/dev/random Extremely Slow?

Question

Some background info: I was looking to run a script on a Red Hat server to read some data from /dev/random and use the Perl unpack() command to convert it to a hex string for usage later on (benchmarking database operations). I ran a few "head -1" on /dev/random and it seemed to be working out fine, but after calling it a few times, it would just kinda hang. After a few minutes, it would finally output a small block of text, then finish.

I switched to /dev/urandom (I really didn't want to, its slower and I don't need that quality of randomness) and it worked fine for the first two or three calls, then it too began hang. I was wondering if it was the "head" command that was bombing it, so I tried doing some simple I/O using Perl, and it too was hanging. As a last ditch effort, I used the "dd" command to dump some info out of it directly to a file instead of to the terminal. All I asked of it was 1mb of data, but it took 3 minutes to get ~400 bytes before I killed it.

I checked the process lists, CPU and memory were basically untouched. What exactly could cause /dev/random to crap out like this and what can I do to prevent/fix it in the future?

Edit: Thanks for the help guys! It seems that I had random and urandom mixed up. I've got the script up and running now. Looks like I learned something new today. :)

Answer 1

On most Linux systems, /dev/random is powered from actual entropy gathered by the environment. If your system isn't delivering a large amount of data from /dev/random, it likely means that you're not generating enough environmental randomness to power it.

I'm not sure why you think /dev/urandom is "slower" or higher quality. It reuses an internal entropy pool to generate pseudorandomness - making it slightly lower quality - but it doesn't block. Generally, applications that don't require high-level or long-term cryptography can use /dev/urandom reliably.

Try waiting a little while then reading from /dev/urandom again.
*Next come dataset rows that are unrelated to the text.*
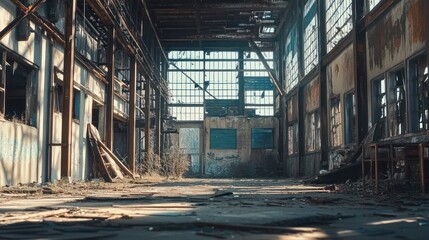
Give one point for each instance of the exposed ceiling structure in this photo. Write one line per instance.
(208, 23)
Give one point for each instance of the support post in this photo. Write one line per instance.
(426, 14)
(324, 125)
(241, 95)
(360, 71)
(147, 117)
(132, 117)
(69, 54)
(270, 71)
(3, 82)
(110, 88)
(20, 18)
(158, 123)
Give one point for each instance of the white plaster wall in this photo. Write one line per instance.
(19, 153)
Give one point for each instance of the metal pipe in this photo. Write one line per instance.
(50, 117)
(19, 19)
(69, 54)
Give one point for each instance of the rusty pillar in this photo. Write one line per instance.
(20, 18)
(69, 53)
(132, 117)
(147, 116)
(158, 123)
(271, 73)
(3, 82)
(111, 87)
(300, 92)
(360, 71)
(241, 94)
(324, 108)
(282, 142)
(426, 11)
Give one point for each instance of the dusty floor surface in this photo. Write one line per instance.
(208, 209)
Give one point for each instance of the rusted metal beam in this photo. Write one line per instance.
(69, 53)
(379, 11)
(132, 117)
(241, 90)
(360, 74)
(426, 13)
(3, 81)
(324, 108)
(210, 7)
(270, 71)
(158, 124)
(110, 87)
(19, 19)
(147, 117)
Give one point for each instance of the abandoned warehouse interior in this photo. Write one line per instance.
(333, 91)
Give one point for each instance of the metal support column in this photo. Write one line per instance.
(111, 87)
(69, 54)
(324, 125)
(241, 95)
(20, 18)
(132, 117)
(426, 14)
(3, 82)
(147, 116)
(360, 71)
(158, 123)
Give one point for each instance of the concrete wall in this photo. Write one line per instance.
(19, 154)
(23, 149)
(242, 161)
(393, 39)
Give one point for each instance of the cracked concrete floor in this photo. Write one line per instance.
(208, 209)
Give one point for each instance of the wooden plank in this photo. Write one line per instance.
(32, 216)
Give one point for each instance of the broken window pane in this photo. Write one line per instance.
(370, 4)
(291, 65)
(350, 116)
(397, 112)
(338, 21)
(380, 105)
(223, 138)
(336, 123)
(310, 36)
(293, 138)
(313, 131)
(419, 86)
(262, 138)
(19, 92)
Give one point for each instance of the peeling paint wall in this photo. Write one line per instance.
(340, 80)
(310, 161)
(19, 153)
(28, 162)
(242, 161)
(398, 35)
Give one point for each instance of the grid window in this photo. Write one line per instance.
(336, 123)
(310, 36)
(397, 103)
(223, 138)
(338, 21)
(261, 98)
(262, 138)
(371, 4)
(380, 105)
(349, 118)
(291, 65)
(313, 132)
(193, 113)
(293, 138)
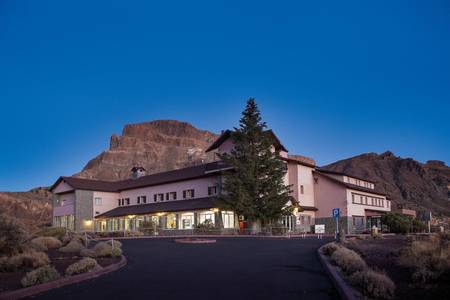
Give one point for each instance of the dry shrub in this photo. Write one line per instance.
(348, 260)
(116, 252)
(23, 261)
(329, 248)
(12, 235)
(74, 246)
(56, 232)
(427, 259)
(86, 264)
(44, 243)
(115, 242)
(87, 253)
(40, 275)
(373, 284)
(102, 249)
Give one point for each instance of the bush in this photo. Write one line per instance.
(56, 232)
(329, 248)
(102, 249)
(116, 252)
(84, 265)
(348, 260)
(116, 243)
(44, 243)
(428, 260)
(74, 246)
(373, 284)
(87, 253)
(397, 223)
(12, 235)
(23, 261)
(40, 275)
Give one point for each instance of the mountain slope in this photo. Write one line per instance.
(157, 146)
(410, 183)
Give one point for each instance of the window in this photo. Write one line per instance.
(171, 196)
(187, 194)
(141, 199)
(212, 190)
(228, 219)
(207, 215)
(158, 197)
(98, 201)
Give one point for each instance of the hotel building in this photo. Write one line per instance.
(184, 198)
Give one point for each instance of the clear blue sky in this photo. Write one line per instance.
(333, 80)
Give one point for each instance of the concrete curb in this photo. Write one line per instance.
(346, 292)
(37, 289)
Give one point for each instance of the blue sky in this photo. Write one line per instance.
(332, 79)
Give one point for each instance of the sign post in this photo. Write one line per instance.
(336, 214)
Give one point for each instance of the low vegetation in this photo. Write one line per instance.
(373, 284)
(86, 264)
(12, 235)
(43, 243)
(428, 260)
(23, 261)
(40, 275)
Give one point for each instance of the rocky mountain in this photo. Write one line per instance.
(157, 146)
(411, 184)
(32, 208)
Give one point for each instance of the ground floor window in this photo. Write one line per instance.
(206, 215)
(228, 219)
(171, 221)
(64, 221)
(187, 221)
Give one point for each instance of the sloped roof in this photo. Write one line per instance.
(227, 133)
(169, 206)
(203, 170)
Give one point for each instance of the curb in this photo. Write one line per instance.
(30, 291)
(346, 292)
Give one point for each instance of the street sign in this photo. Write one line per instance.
(336, 213)
(319, 229)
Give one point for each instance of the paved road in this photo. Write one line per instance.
(233, 268)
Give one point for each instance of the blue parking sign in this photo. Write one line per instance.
(336, 212)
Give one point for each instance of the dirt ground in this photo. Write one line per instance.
(11, 280)
(382, 255)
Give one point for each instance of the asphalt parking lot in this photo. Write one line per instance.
(232, 268)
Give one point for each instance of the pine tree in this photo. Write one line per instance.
(255, 187)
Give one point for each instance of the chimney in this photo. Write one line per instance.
(137, 172)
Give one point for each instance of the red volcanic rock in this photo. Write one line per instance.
(411, 184)
(157, 146)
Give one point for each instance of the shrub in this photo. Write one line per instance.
(56, 232)
(102, 249)
(373, 284)
(40, 275)
(116, 243)
(348, 260)
(87, 253)
(12, 235)
(329, 248)
(84, 265)
(397, 223)
(116, 252)
(428, 260)
(44, 243)
(74, 246)
(23, 261)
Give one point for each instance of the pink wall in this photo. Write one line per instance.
(329, 195)
(199, 185)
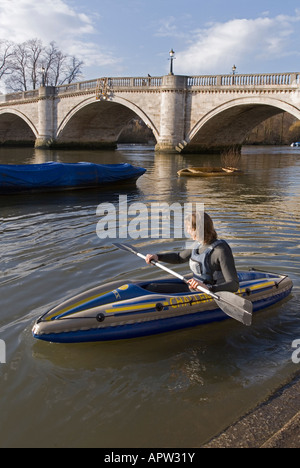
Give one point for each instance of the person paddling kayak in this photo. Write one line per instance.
(211, 261)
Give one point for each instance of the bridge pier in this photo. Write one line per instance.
(172, 113)
(46, 124)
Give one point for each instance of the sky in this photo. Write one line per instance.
(134, 37)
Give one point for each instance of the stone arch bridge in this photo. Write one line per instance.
(185, 113)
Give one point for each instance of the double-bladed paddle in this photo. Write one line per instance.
(232, 305)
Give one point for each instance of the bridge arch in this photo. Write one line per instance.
(100, 121)
(16, 127)
(229, 124)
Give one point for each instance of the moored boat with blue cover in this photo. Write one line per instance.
(116, 311)
(63, 176)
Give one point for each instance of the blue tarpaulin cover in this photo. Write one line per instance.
(53, 175)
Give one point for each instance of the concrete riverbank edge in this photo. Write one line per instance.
(275, 423)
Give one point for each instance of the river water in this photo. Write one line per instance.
(173, 390)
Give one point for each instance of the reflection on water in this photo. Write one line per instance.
(177, 389)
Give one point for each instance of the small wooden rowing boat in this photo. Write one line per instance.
(208, 171)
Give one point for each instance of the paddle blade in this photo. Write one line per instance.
(236, 307)
(126, 247)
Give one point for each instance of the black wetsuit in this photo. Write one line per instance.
(221, 260)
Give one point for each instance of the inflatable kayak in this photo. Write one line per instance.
(208, 171)
(118, 311)
(62, 176)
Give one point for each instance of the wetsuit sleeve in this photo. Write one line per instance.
(224, 258)
(175, 258)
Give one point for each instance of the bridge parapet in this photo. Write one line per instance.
(249, 81)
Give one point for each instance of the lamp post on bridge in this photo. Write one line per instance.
(172, 58)
(233, 73)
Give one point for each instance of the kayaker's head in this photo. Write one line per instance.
(201, 228)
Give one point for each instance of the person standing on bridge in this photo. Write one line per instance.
(211, 261)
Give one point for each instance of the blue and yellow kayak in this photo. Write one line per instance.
(116, 311)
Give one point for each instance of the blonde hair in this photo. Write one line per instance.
(207, 233)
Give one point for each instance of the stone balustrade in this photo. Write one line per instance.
(201, 81)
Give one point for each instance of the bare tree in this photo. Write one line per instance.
(33, 64)
(6, 55)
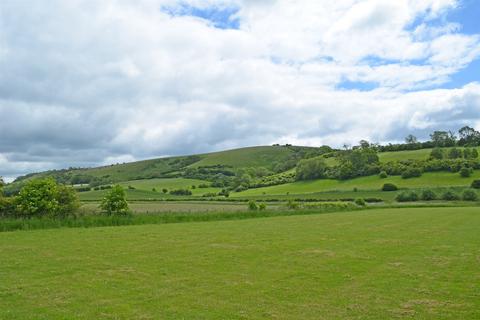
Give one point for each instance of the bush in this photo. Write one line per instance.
(252, 205)
(411, 173)
(389, 187)
(115, 202)
(469, 195)
(466, 172)
(360, 202)
(407, 196)
(292, 205)
(181, 192)
(450, 196)
(428, 195)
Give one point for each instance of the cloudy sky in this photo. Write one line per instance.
(87, 82)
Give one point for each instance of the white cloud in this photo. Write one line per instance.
(93, 82)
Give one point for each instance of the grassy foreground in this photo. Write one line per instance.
(374, 264)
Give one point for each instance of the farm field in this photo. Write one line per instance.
(327, 266)
(180, 206)
(427, 180)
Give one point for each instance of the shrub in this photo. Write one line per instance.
(252, 205)
(7, 206)
(115, 202)
(38, 197)
(450, 196)
(181, 192)
(469, 195)
(407, 196)
(389, 187)
(360, 202)
(428, 195)
(411, 173)
(292, 205)
(465, 172)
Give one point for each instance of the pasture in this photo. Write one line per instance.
(373, 264)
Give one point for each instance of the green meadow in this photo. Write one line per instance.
(373, 264)
(427, 180)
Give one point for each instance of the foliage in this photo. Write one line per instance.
(450, 196)
(428, 195)
(411, 173)
(466, 172)
(181, 192)
(310, 169)
(115, 202)
(470, 195)
(360, 202)
(292, 205)
(407, 196)
(476, 184)
(252, 205)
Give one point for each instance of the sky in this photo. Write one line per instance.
(87, 83)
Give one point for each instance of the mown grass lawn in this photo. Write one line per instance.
(374, 264)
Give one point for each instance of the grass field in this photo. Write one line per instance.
(374, 264)
(427, 180)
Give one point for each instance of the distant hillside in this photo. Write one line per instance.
(273, 158)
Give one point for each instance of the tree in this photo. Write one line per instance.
(469, 136)
(67, 200)
(455, 153)
(465, 172)
(38, 198)
(310, 169)
(474, 154)
(115, 202)
(437, 153)
(411, 139)
(443, 138)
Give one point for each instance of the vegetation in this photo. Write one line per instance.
(352, 265)
(115, 202)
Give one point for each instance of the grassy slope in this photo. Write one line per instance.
(263, 156)
(331, 266)
(430, 179)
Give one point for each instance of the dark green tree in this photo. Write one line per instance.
(115, 202)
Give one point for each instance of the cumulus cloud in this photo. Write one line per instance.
(92, 82)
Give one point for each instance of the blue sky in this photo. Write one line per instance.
(94, 83)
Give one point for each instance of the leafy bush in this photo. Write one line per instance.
(360, 202)
(428, 195)
(469, 195)
(407, 196)
(181, 192)
(44, 197)
(411, 173)
(450, 196)
(466, 172)
(292, 205)
(115, 202)
(389, 187)
(252, 205)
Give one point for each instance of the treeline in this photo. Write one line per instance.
(466, 137)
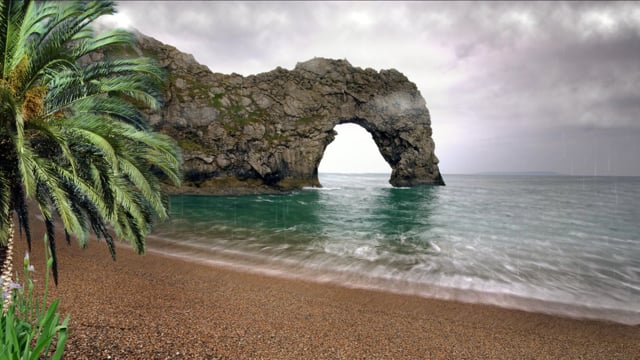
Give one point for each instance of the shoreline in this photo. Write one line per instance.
(156, 306)
(263, 266)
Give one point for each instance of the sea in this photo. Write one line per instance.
(563, 245)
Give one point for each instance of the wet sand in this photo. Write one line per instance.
(159, 307)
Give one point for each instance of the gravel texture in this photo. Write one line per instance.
(157, 307)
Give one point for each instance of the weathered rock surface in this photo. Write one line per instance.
(268, 132)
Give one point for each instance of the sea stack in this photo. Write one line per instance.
(268, 132)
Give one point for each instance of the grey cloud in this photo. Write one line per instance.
(505, 69)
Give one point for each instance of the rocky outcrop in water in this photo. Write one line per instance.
(268, 132)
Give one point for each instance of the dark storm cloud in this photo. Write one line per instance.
(490, 71)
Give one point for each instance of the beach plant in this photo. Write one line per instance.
(75, 144)
(29, 328)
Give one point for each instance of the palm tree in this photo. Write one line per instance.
(74, 140)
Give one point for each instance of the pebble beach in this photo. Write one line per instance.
(159, 307)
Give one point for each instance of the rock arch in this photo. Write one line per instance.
(268, 132)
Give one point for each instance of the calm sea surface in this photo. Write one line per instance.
(561, 245)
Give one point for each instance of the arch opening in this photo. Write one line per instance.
(353, 151)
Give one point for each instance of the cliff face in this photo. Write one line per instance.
(268, 132)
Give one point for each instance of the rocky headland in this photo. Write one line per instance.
(267, 132)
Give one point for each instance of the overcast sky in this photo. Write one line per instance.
(510, 86)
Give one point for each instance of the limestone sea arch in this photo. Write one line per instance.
(268, 132)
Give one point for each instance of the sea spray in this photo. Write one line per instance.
(564, 245)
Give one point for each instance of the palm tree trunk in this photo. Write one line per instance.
(6, 263)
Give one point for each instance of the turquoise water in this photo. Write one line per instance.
(562, 245)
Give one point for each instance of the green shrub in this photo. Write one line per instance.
(29, 329)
It's possible that you've exhausted the internal entropy pool reading so much from /dev/random, breaking both generators - allowing your system to create more entropy should replenish them.

See Wikipedia for more info about /dev/random and /dev/urandom.

Answer 2

This question is pretty old. But still relevant so I'm going to give my answer. Many CPUs today come with a built-in hardware random number generator (RNG). As well many systems come with a trusted platform module (TPM) that also provide a RNG. There are also other options that can be purchased but chances are your computer already has something.

You can use rngd from rng-utils package on most linux distros to seed more random data. For example on fedora 18 all I had to do to enable seeding from the TPM and the CPU RNG (RDRAND instruction) was:

# systemctl enable rngd # systemctl start rngd 

You can compare speed with and without rngd. It's a good idea to run rngd -v -f from command line. That will show you detected entropy sources. Make sure all necessary modules for supporting your sources are loaded. To use TPM, it needs to be activated through the tpm-tools. update: here is a nice howto.

BTW, I've read on the Internet some concerns about TPM RNG often being broken in different ways, but didn't read anything concrete against the RNGs found in Intel, AMD and VIA chips. Using more than one source would be best if you really care about randomness quality.

urandom is good for most use cases (except sometimes during early boot). Most programs nowadays use urandom instead of random. Even openssl does that. See myths about urandom and comparison of random interfaces.

In recent Fedora and RHEL/CentOS rng-tools also support the jitter entropy. You can on lack of hardware options or if you just trust it more than your hardware.

UPDATE: another option for more entropy is HAVEGED (questioned quality). On virtual machines there is a kvm/qemu VirtIORNG (recommended).

UPDATE 2: In Linux 5.6 kernel does its own jitter entropy.